Озлившись на дворян, царь зажал их в кулак, придушил всякую свободу слова и прочие вольности. Отказался и от намерения вернуть декабристов. Они были бы ему живым укором — выходило, что он их обманывал. Как полагается, деспотический режим (а с ним дворянство и чиновничество легко согласились) породил коррупцию, угодничество и дезинформацию. В том числе и самого царя. В конце своего царствования, намереваясь начать новую войну с турками, Николай запросил послов в Лондоне и Париже о том, как отнесутся там к этому намерению. Послы, желая угодить царю, ответили, что отнесутся индифферентно. Царь начал войну. Последовала осада Севастополя англо-французской эскадрой. Обокраденная поставщиками армия терпела поражение за поражением. Николай был этим настолько подавлен, что не хотел царствовать. (В последние дни донесения с фронта велел передавать сыну, Александру). И даже жить не хотел. Весьма вероятно, что покончил с собой...
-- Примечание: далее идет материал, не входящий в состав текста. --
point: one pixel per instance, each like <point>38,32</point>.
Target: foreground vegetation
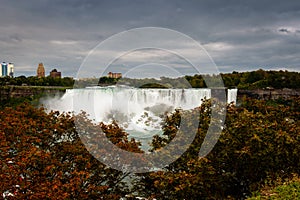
<point>43,157</point>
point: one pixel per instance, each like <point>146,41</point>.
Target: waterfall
<point>138,111</point>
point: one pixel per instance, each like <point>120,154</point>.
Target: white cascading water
<point>138,111</point>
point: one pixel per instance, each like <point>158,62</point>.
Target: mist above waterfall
<point>139,111</point>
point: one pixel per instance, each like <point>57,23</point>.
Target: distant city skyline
<point>238,36</point>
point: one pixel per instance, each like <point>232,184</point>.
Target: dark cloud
<point>284,30</point>
<point>238,35</point>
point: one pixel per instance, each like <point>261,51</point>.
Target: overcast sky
<point>238,35</point>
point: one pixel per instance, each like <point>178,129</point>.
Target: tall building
<point>55,74</point>
<point>40,72</point>
<point>4,69</point>
<point>7,69</point>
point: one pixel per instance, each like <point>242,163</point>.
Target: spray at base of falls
<point>139,111</point>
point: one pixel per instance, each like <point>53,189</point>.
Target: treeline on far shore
<point>259,79</point>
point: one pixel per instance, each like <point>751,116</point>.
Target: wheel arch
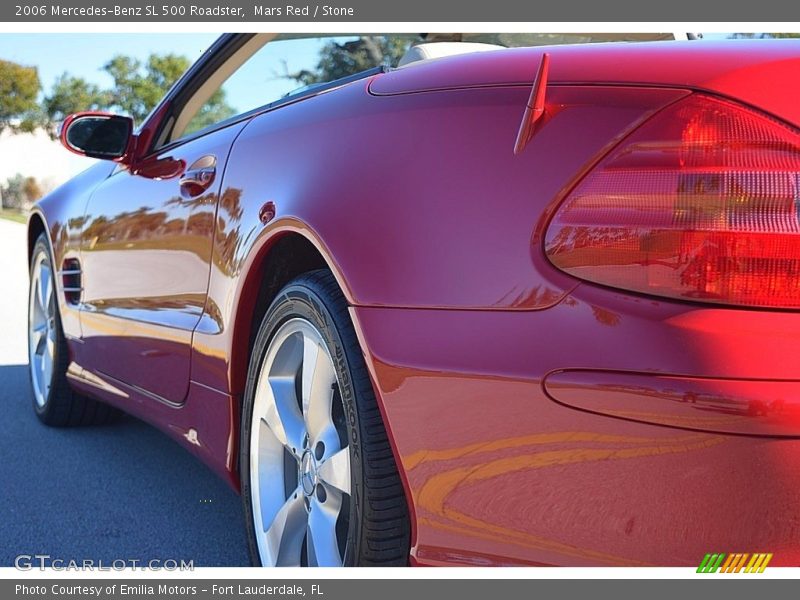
<point>285,253</point>
<point>36,227</point>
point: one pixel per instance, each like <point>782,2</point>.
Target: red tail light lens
<point>701,203</point>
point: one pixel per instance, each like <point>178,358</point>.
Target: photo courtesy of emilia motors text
<point>508,289</point>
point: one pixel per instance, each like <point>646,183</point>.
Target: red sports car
<point>527,306</point>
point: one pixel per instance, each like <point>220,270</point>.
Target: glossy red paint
<point>433,229</point>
После лекции я спросил Натана: «Ты понимал, что твой рассказ звучит ультрасовременно?» От ответил: «Вообще-то говоря, да, но по-настоящему я это почувствовал уже во время лекции».
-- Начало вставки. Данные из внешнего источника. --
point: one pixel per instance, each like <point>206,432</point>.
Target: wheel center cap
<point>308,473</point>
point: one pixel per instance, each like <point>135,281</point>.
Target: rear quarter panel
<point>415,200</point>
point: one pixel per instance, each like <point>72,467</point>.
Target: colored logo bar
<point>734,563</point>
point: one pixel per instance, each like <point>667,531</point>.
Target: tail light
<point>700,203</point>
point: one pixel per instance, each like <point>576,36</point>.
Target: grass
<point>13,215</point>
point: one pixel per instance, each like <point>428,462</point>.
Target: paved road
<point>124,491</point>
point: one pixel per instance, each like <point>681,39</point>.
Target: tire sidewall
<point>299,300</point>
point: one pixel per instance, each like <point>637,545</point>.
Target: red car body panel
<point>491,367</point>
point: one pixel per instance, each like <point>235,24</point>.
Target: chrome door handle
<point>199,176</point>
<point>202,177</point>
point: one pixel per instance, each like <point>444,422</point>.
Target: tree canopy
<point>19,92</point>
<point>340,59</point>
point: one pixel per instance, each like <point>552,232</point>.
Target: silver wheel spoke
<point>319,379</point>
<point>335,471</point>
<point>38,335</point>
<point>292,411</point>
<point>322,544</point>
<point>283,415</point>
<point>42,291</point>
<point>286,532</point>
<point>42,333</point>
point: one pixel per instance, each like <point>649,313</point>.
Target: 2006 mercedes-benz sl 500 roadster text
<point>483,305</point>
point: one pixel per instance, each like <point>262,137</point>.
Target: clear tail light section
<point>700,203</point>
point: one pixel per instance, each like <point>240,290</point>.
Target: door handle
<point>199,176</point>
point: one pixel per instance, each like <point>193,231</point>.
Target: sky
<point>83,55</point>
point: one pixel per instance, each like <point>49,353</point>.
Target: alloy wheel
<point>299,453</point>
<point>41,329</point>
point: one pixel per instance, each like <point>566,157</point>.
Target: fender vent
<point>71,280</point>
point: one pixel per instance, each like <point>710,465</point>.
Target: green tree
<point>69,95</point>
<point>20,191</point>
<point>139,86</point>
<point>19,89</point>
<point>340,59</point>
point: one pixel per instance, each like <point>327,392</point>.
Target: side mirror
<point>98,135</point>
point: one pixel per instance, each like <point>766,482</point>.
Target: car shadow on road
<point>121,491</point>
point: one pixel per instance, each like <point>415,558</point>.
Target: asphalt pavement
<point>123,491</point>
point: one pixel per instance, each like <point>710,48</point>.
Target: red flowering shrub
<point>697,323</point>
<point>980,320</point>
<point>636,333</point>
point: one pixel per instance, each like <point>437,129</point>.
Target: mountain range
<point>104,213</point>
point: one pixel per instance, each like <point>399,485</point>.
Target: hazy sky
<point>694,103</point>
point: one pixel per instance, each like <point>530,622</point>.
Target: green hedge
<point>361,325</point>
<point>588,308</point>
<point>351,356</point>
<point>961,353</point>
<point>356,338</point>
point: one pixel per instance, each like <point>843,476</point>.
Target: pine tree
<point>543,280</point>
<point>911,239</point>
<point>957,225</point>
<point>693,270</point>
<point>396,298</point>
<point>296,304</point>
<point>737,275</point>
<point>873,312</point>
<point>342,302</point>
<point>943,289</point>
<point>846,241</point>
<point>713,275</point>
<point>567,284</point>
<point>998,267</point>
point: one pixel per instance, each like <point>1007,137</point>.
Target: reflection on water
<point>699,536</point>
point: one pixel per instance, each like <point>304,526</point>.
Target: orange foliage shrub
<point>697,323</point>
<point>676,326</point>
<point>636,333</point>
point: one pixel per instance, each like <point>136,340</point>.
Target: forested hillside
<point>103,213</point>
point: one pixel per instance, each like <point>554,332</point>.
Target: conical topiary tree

Сейчас я читаю (в ксерокопии) последнюю книгу Буковского — о жизни Запада. Названия не знаю. Ксерокопия титульного листа предусмотрительно не сделана (на случай, если книгу отберут «органы»). Буковский убедительно описывает кризис западных демократий, но не понимает того, что главная их беда — в утрате нравственных основ жизни. У нас в России, в силу нашей истории и особенностей нынешнего существования, есть еще люди, ищущие эту основу, жаждущие ее. Именно такими людьми был заполнен зал на лекции Эйдельмана».
5 декабря 1986 года (из дневника)
«Вчера в Доме кино была знаменательная лекция Эйдельмана. Объявлена она была как «Загадки истории в прошлом и настоящем» или что-то в этом роде. Хотя на самом деле было нечто совсем иное.
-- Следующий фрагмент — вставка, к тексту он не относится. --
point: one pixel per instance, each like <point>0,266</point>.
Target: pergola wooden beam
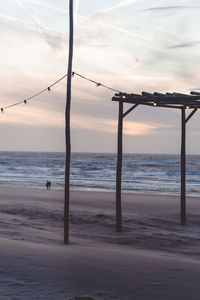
<point>168,100</point>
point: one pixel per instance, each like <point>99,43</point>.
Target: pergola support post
<point>119,169</point>
<point>183,168</point>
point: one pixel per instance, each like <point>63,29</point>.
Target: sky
<point>129,45</point>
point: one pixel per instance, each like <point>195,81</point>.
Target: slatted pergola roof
<point>168,100</point>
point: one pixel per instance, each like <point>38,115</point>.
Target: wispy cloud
<point>174,7</point>
<point>13,19</point>
<point>185,45</point>
<point>55,41</point>
<point>48,5</point>
<point>120,4</point>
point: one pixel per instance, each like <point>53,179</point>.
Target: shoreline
<point>2,187</point>
<point>153,258</point>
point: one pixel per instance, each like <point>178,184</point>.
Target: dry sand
<point>154,257</point>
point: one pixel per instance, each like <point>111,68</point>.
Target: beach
<point>153,258</point>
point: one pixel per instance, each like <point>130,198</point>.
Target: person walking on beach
<point>48,185</point>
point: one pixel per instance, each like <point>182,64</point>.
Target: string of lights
<point>96,82</point>
<point>53,84</point>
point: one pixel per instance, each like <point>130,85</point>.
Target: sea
<point>142,173</point>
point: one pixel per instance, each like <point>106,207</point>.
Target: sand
<point>153,258</point>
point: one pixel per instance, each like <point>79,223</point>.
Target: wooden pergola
<point>168,100</point>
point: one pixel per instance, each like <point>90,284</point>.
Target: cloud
<point>185,45</point>
<point>54,40</point>
<point>175,7</point>
<point>120,4</point>
<point>48,6</point>
<point>14,19</point>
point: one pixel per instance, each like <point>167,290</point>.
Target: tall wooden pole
<point>119,169</point>
<point>183,168</point>
<point>67,128</point>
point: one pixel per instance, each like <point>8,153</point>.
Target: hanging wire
<point>50,86</point>
<point>97,83</point>
<point>34,95</point>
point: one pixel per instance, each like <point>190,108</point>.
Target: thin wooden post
<point>119,169</point>
<point>67,128</point>
<point>183,168</point>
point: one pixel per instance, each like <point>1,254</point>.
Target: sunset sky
<point>130,45</point>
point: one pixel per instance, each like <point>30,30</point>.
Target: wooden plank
<point>190,115</point>
<point>129,110</point>
<point>67,129</point>
<point>183,169</point>
<point>119,169</point>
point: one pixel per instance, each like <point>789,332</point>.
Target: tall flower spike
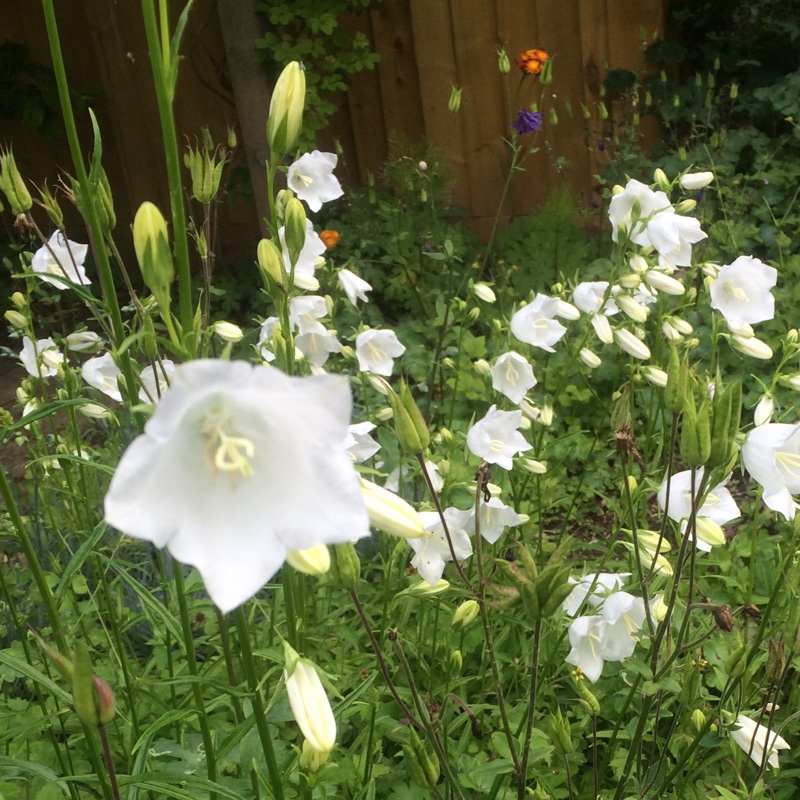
<point>238,465</point>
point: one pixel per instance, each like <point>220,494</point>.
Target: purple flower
<point>527,121</point>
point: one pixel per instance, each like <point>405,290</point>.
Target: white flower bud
<point>592,360</point>
<point>692,181</point>
<point>763,411</point>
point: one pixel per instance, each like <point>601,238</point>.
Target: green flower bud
<point>12,184</point>
<point>270,261</point>
<point>454,103</point>
<point>466,613</point>
<point>153,253</point>
<point>286,109</point>
<point>503,62</point>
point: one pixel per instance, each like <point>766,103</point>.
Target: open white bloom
<point>495,517</point>
<point>432,550</point>
<point>631,209</point>
<point>718,508</point>
<point>316,346</point>
<point>513,376</point>
<point>496,437</point>
<point>308,260</point>
<point>305,313</point>
<point>589,297</point>
<point>60,262</point>
<point>237,465</point>
<point>741,292</point>
<point>771,454</point>
<point>354,287</point>
<point>33,357</point>
<point>310,705</point>
<point>534,323</point>
<point>376,351</point>
<point>593,588</point>
<point>155,380</point>
<point>755,739</point>
<point>359,444</point>
<point>311,178</point>
<point>265,332</point>
<point>585,636</point>
<point>102,373</point>
<point>673,236</point>
<point>692,181</point>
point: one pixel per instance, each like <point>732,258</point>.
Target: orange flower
<point>532,61</point>
<point>330,238</point>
Зал полон. Мы с Линой сидим близко к сцене. Перед началом лекции я вижу, что Натан, против обыкновения, очень волнуется. От этого доклад его, строго говоря, нехорош. Мысли прыгают, нет логики и развития темы. Информации, интересного исторического материала в лекции почти нет. Но есть другое и очень важное на сегодня — смелость! Речь шла о духовной свободе. Довольно общо, без примеров и фактов, Натан говорил о повторяющихся в нашей истории периодах подъема свободы, начиная со времен Екатерины II. Но основная речь шла о нашем времени: о XX съезде и сегодняшних днях. Здесь Натан позволил себе сказать вслух такое, чего никто не говорил и не писал. О Хрущеве, которого теперь не упоминают. О Сахарове и Солженицыне, чьими именами мы еще будем гордиться (так и сказал!). О Викторе Некрасове, о Ростроповиче, Любимове и других. Читал стихи Бродского. Говорил о политических эмигрантах наших дней как о «детях XX съезда», о том, что в их отъезде виноваты мы сами. О том, что надо открыть двери и разрешить всем говорить то, что они думают, приезжать и уезжать свободно. О том, что не экономика решает вопросы жизни и процветания страны, а раскрепощение, свобода мысли. И так далее. Короче, говорил прямым текстом то, что мы сейчас думаем. И не в клубе какого-нибудь завода, а в Доме кино, где «стукачи» найдутся, без сомнения[5].
5
До пленума ЦК, состоявшегося в конце января 87-го года, где Горбачев попытался (не вполне успешно) сделать первые шаги в направлении либерализации жизни в СССР, оставалось почти два месяца.